Children between the ages of one and six absorb language the way they absorb the rest of their world — effortlessly, and almost everywhere at once. Maria Montessori called this “the absorbent mind,” and at Alegria it’s the reason we begin in two languages from the first day a child walks through our door. Spanish isn’t a subject we teach for half an hour on Tuesdays. It’s part of the prepared environment — present in greetings, songs, lessons, and the quiet rhythm of practical-life work.
In our bilingual 3–6 classrooms, our lead teachers move between English and Spanish naturally throughout the day. A child counting the spindle box may hear the numbers in one language with the morning lesson and in the other after lunch. They follow the language of the adult, not a translation — which is exactly how a child learns their first language at home. Over time, this everyday exposure builds two parallel vocabularies, two ways of thinking about the same idea, and a generosity of mind that stays with them long after they leave us.

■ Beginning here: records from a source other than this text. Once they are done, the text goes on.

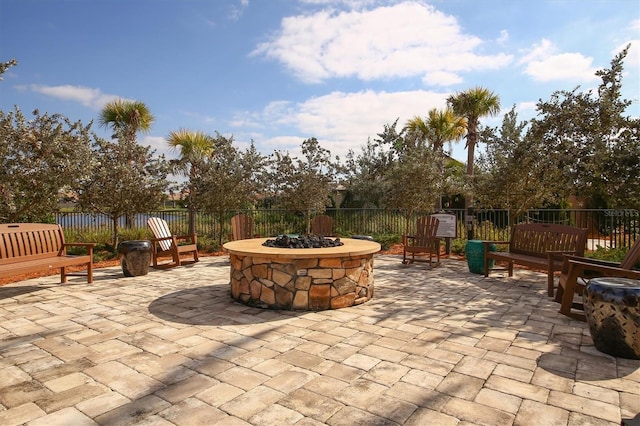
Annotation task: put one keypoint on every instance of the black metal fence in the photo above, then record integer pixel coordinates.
(606, 228)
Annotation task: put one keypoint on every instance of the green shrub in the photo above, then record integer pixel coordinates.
(387, 240)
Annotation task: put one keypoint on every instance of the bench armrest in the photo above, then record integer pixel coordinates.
(89, 247)
(580, 267)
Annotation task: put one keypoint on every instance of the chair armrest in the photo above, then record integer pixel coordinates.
(155, 240)
(89, 247)
(559, 254)
(406, 238)
(610, 271)
(585, 260)
(191, 237)
(487, 242)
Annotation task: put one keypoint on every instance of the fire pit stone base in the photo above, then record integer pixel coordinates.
(312, 284)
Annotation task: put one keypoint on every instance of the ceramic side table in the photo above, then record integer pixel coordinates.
(612, 308)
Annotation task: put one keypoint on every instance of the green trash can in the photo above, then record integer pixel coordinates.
(474, 251)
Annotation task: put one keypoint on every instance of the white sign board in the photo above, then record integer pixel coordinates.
(447, 225)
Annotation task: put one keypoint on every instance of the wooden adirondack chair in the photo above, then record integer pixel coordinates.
(322, 226)
(167, 245)
(577, 271)
(424, 243)
(242, 227)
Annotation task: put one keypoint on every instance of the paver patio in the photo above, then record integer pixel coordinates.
(433, 347)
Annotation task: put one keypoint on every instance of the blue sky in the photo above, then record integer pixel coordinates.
(280, 71)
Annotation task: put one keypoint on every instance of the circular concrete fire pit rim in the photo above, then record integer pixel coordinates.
(253, 247)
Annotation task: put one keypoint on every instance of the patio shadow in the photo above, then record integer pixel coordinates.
(213, 306)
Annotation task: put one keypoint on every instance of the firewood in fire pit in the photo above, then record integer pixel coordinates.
(305, 241)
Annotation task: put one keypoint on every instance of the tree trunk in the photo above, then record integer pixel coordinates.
(468, 199)
(192, 221)
(114, 238)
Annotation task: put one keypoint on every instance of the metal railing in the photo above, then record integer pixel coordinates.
(606, 227)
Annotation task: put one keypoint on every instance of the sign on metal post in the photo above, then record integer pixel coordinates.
(447, 228)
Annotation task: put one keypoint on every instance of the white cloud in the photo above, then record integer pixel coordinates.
(504, 37)
(92, 98)
(633, 55)
(159, 144)
(543, 64)
(402, 40)
(342, 121)
(441, 78)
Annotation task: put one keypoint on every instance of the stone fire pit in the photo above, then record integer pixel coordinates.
(313, 279)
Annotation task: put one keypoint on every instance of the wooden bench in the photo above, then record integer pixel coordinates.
(35, 247)
(538, 245)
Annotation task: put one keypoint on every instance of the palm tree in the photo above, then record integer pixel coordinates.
(473, 104)
(128, 117)
(194, 147)
(441, 126)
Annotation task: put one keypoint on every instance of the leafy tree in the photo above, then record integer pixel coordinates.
(595, 144)
(228, 179)
(365, 172)
(126, 118)
(4, 66)
(414, 179)
(473, 104)
(126, 179)
(303, 184)
(440, 127)
(41, 159)
(194, 147)
(513, 175)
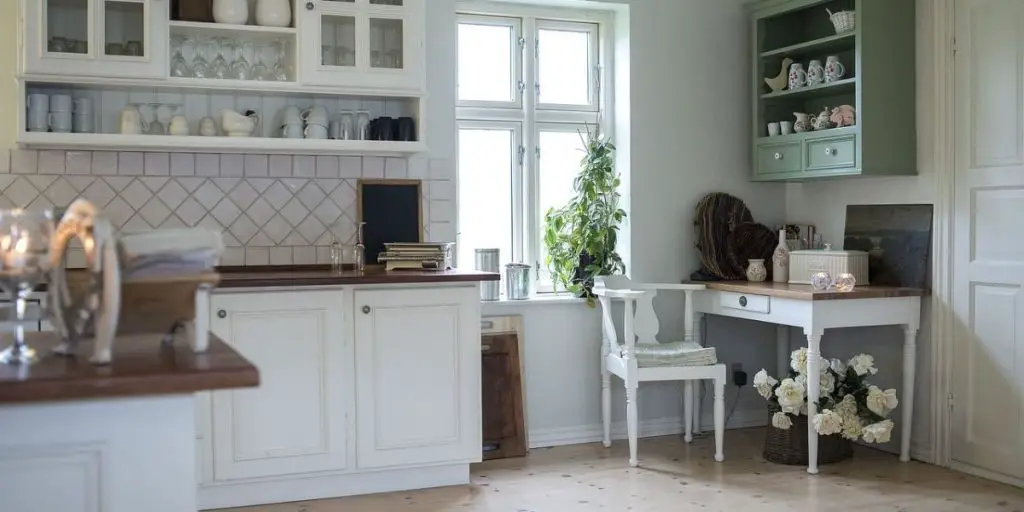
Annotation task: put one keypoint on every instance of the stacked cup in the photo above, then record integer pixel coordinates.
(292, 126)
(59, 117)
(82, 122)
(316, 122)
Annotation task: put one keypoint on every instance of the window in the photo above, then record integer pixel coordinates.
(529, 84)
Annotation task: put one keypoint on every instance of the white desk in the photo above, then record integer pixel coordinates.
(799, 305)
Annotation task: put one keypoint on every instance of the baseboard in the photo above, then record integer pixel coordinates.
(544, 437)
(312, 486)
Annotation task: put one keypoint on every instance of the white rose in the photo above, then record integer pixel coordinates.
(781, 420)
(879, 432)
(791, 395)
(863, 365)
(852, 428)
(764, 383)
(881, 402)
(827, 422)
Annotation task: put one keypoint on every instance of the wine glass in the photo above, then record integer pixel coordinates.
(25, 246)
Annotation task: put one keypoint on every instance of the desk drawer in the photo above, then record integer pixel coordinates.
(744, 302)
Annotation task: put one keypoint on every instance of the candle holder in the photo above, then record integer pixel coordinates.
(25, 262)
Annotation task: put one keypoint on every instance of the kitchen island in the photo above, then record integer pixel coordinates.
(79, 437)
(370, 383)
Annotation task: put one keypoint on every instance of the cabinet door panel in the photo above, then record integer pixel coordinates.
(418, 376)
(294, 422)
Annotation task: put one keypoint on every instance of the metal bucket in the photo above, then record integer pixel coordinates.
(517, 282)
(488, 260)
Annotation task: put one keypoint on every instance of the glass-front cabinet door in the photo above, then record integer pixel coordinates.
(364, 43)
(107, 38)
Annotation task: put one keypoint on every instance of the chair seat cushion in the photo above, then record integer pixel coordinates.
(678, 353)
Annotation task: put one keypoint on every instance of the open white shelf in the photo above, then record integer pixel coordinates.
(197, 143)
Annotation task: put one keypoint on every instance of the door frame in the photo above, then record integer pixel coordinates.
(939, 20)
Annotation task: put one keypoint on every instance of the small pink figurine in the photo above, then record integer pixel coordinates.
(844, 115)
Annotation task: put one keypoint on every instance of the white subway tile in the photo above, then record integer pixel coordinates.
(52, 162)
(182, 164)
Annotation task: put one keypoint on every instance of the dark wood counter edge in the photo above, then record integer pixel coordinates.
(299, 275)
(805, 292)
(142, 367)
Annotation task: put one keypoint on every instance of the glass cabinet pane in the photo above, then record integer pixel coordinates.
(386, 36)
(67, 26)
(338, 40)
(124, 25)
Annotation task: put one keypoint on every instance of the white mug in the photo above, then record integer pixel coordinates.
(83, 107)
(292, 131)
(59, 122)
(60, 102)
(315, 131)
(83, 123)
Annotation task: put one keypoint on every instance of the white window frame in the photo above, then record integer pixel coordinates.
(530, 115)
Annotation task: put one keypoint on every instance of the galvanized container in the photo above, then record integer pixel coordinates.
(488, 260)
(517, 282)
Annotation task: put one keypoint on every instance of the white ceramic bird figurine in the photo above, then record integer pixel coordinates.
(779, 82)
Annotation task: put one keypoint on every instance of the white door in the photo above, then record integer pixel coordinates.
(988, 288)
(295, 421)
(418, 376)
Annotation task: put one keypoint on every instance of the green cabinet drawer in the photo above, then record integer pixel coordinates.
(835, 153)
(775, 159)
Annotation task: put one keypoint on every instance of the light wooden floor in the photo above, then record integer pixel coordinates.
(676, 477)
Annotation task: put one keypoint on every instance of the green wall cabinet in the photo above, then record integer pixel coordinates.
(879, 56)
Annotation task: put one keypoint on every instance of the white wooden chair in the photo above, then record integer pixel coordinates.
(641, 357)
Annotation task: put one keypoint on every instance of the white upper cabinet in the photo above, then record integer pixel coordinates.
(363, 44)
(99, 38)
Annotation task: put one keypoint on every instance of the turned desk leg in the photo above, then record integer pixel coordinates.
(813, 391)
(909, 367)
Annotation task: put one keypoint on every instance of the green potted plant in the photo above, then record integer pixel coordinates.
(581, 237)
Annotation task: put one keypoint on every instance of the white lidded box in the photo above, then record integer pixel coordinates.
(805, 263)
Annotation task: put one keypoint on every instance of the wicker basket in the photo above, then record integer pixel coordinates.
(844, 20)
(790, 446)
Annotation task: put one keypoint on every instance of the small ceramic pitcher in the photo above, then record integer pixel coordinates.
(798, 77)
(815, 74)
(834, 69)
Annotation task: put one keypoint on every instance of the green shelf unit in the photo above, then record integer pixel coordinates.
(879, 56)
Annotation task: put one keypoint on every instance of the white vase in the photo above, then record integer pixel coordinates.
(273, 12)
(230, 11)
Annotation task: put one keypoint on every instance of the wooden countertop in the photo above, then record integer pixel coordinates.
(300, 275)
(805, 292)
(142, 366)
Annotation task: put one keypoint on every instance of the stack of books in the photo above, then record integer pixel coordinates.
(418, 256)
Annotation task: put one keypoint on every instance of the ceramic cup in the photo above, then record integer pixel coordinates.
(59, 122)
(60, 102)
(315, 131)
(293, 130)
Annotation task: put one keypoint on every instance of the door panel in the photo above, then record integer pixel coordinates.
(986, 425)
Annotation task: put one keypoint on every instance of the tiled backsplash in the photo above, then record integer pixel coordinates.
(272, 209)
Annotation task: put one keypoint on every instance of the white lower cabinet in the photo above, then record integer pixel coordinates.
(418, 377)
(294, 422)
(361, 390)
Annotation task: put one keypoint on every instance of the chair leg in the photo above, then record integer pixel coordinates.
(631, 422)
(688, 410)
(719, 418)
(606, 404)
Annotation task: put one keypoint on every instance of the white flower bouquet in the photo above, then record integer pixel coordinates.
(849, 406)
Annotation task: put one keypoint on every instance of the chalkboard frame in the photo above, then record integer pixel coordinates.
(391, 182)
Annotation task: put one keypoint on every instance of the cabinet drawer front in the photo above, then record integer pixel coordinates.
(832, 153)
(778, 158)
(755, 303)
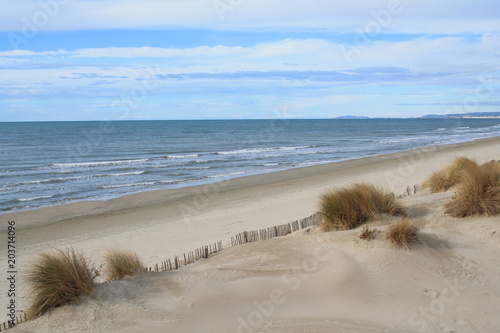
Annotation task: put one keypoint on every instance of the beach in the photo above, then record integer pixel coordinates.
(348, 285)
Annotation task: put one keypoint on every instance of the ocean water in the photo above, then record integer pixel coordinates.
(49, 163)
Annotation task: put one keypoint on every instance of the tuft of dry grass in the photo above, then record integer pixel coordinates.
(348, 208)
(442, 181)
(59, 278)
(401, 233)
(478, 192)
(367, 233)
(120, 263)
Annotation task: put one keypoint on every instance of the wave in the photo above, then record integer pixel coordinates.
(121, 174)
(127, 185)
(50, 181)
(196, 168)
(261, 150)
(35, 198)
(92, 164)
(183, 156)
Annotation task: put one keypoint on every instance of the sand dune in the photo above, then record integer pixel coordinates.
(305, 282)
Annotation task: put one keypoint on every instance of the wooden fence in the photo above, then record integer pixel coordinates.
(272, 232)
(207, 251)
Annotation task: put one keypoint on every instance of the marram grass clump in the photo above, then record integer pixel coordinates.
(478, 192)
(367, 233)
(59, 278)
(348, 208)
(402, 233)
(120, 263)
(442, 181)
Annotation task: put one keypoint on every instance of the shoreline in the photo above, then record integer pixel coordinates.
(88, 208)
(158, 225)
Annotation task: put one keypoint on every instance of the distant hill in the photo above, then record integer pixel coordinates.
(464, 115)
(352, 117)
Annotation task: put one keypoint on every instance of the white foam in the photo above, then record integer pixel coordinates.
(34, 198)
(92, 164)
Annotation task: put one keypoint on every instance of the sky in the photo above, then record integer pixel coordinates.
(240, 59)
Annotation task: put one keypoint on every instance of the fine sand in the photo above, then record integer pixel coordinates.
(305, 282)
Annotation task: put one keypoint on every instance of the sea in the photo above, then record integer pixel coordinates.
(51, 163)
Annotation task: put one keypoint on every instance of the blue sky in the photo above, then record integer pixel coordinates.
(213, 59)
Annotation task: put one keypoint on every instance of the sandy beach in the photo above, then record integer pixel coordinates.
(305, 282)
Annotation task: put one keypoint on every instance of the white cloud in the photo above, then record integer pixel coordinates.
(405, 16)
(420, 54)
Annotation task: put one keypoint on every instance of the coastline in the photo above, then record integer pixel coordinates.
(152, 198)
(157, 225)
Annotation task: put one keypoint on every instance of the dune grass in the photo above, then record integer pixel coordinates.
(120, 263)
(367, 233)
(478, 192)
(442, 181)
(402, 233)
(59, 278)
(348, 208)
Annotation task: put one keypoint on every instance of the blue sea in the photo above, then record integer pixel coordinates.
(49, 163)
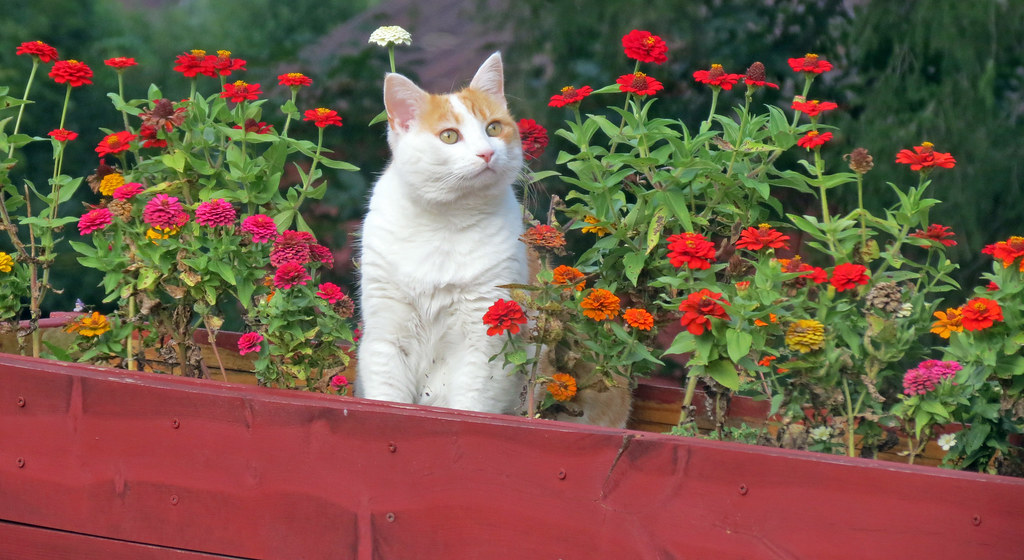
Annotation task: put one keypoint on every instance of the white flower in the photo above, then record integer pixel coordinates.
(390, 35)
(821, 433)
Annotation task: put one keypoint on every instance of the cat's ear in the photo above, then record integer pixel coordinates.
(402, 100)
(491, 78)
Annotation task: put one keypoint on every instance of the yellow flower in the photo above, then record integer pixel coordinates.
(6, 262)
(805, 335)
(110, 182)
(89, 326)
(600, 231)
(562, 387)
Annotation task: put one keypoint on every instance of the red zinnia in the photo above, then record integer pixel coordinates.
(94, 220)
(120, 62)
(504, 315)
(814, 139)
(323, 117)
(535, 138)
(641, 45)
(260, 226)
(569, 96)
(73, 72)
(639, 83)
(294, 79)
(848, 275)
(716, 77)
(62, 135)
(925, 157)
(811, 63)
(693, 250)
(241, 91)
(756, 239)
(290, 274)
(698, 308)
(215, 213)
(39, 49)
(115, 143)
(936, 232)
(980, 313)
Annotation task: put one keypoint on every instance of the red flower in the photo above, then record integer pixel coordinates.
(814, 106)
(290, 274)
(693, 250)
(73, 73)
(535, 138)
(925, 157)
(249, 342)
(94, 220)
(504, 315)
(811, 63)
(641, 45)
(569, 96)
(330, 292)
(698, 308)
(120, 62)
(323, 117)
(1007, 251)
(294, 79)
(639, 83)
(39, 49)
(62, 135)
(936, 232)
(115, 143)
(980, 313)
(756, 239)
(260, 226)
(716, 77)
(814, 139)
(215, 213)
(848, 275)
(241, 91)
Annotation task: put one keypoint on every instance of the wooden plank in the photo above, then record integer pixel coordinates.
(264, 473)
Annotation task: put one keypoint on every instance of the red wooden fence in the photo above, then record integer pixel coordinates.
(99, 463)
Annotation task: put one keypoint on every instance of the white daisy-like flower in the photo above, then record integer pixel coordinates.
(390, 35)
(821, 433)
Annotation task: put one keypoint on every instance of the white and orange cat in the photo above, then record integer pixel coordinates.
(440, 237)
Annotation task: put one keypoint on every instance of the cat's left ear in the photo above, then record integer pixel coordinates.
(491, 77)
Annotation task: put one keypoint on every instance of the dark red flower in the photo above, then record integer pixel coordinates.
(73, 73)
(639, 83)
(641, 45)
(504, 315)
(535, 138)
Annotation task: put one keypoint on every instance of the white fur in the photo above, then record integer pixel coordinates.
(439, 238)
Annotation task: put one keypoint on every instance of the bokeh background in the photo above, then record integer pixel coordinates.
(943, 71)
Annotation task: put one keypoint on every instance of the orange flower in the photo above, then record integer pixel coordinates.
(600, 304)
(562, 387)
(639, 318)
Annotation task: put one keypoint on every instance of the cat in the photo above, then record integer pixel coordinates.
(439, 239)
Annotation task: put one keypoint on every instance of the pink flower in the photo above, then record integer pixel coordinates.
(260, 226)
(249, 342)
(215, 213)
(290, 274)
(330, 292)
(94, 220)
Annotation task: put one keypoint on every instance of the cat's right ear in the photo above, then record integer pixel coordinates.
(402, 100)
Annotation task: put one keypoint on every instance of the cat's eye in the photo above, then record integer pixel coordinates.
(449, 136)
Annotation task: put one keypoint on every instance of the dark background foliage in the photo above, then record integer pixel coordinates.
(942, 71)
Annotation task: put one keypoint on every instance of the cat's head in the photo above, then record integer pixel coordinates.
(451, 145)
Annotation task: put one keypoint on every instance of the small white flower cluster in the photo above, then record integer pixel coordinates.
(390, 35)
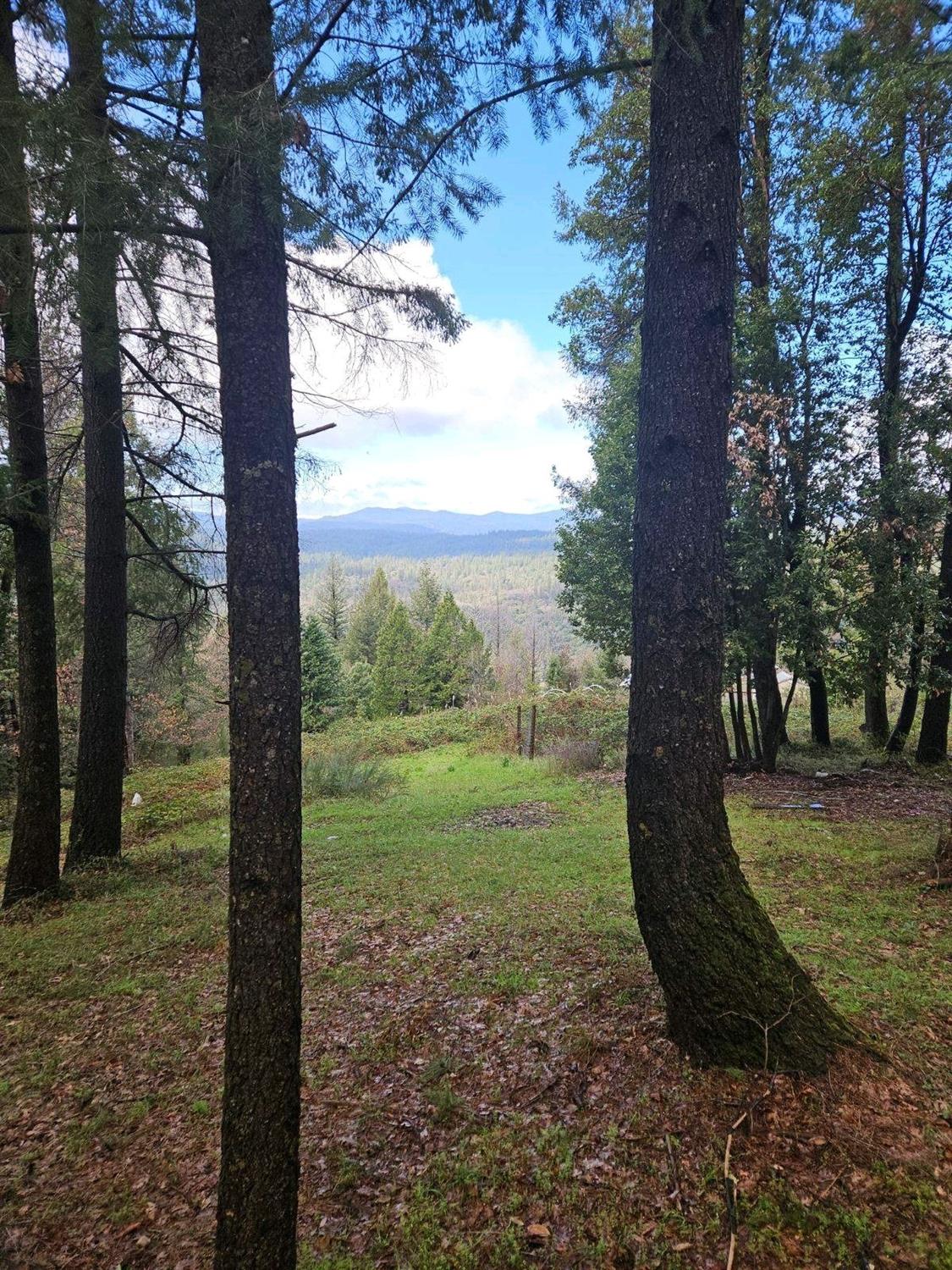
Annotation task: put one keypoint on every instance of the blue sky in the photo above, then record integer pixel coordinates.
(510, 263)
(485, 424)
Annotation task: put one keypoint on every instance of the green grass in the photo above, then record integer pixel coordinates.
(112, 1000)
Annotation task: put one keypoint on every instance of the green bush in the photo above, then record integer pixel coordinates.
(345, 774)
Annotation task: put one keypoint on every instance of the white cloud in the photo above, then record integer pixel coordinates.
(476, 426)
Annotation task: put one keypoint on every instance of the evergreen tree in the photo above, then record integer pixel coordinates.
(426, 599)
(358, 690)
(35, 843)
(454, 658)
(593, 541)
(708, 940)
(367, 619)
(96, 827)
(320, 676)
(396, 668)
(332, 605)
(244, 146)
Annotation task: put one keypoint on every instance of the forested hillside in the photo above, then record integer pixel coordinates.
(505, 594)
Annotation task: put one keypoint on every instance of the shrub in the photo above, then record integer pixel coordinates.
(344, 774)
(574, 754)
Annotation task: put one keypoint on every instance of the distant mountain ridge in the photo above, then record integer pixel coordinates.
(405, 531)
(416, 535)
(414, 520)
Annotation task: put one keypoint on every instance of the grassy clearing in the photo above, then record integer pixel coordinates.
(493, 1086)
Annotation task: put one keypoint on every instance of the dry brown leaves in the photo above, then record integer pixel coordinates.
(411, 1058)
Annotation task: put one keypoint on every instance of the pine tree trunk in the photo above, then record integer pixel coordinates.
(911, 693)
(33, 866)
(753, 715)
(259, 1160)
(888, 424)
(96, 830)
(769, 710)
(933, 731)
(733, 992)
(741, 723)
(819, 706)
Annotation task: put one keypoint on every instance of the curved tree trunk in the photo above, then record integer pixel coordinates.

What families notice first isn’t fluency — it’s confidence. A three-year-old asking ¿puedo trabajar contigo? at the practical-life shelf. A five-year-old translating between a younger classmate and a visiting grandparent without thinking about it. Alegria is a small, neighborhood school in South St. Petersburg, but the windows we open for our students are wide. Bilingual learning is one of the gifts we’re proudest to give them — and one of the reasons our community keeps growing, together.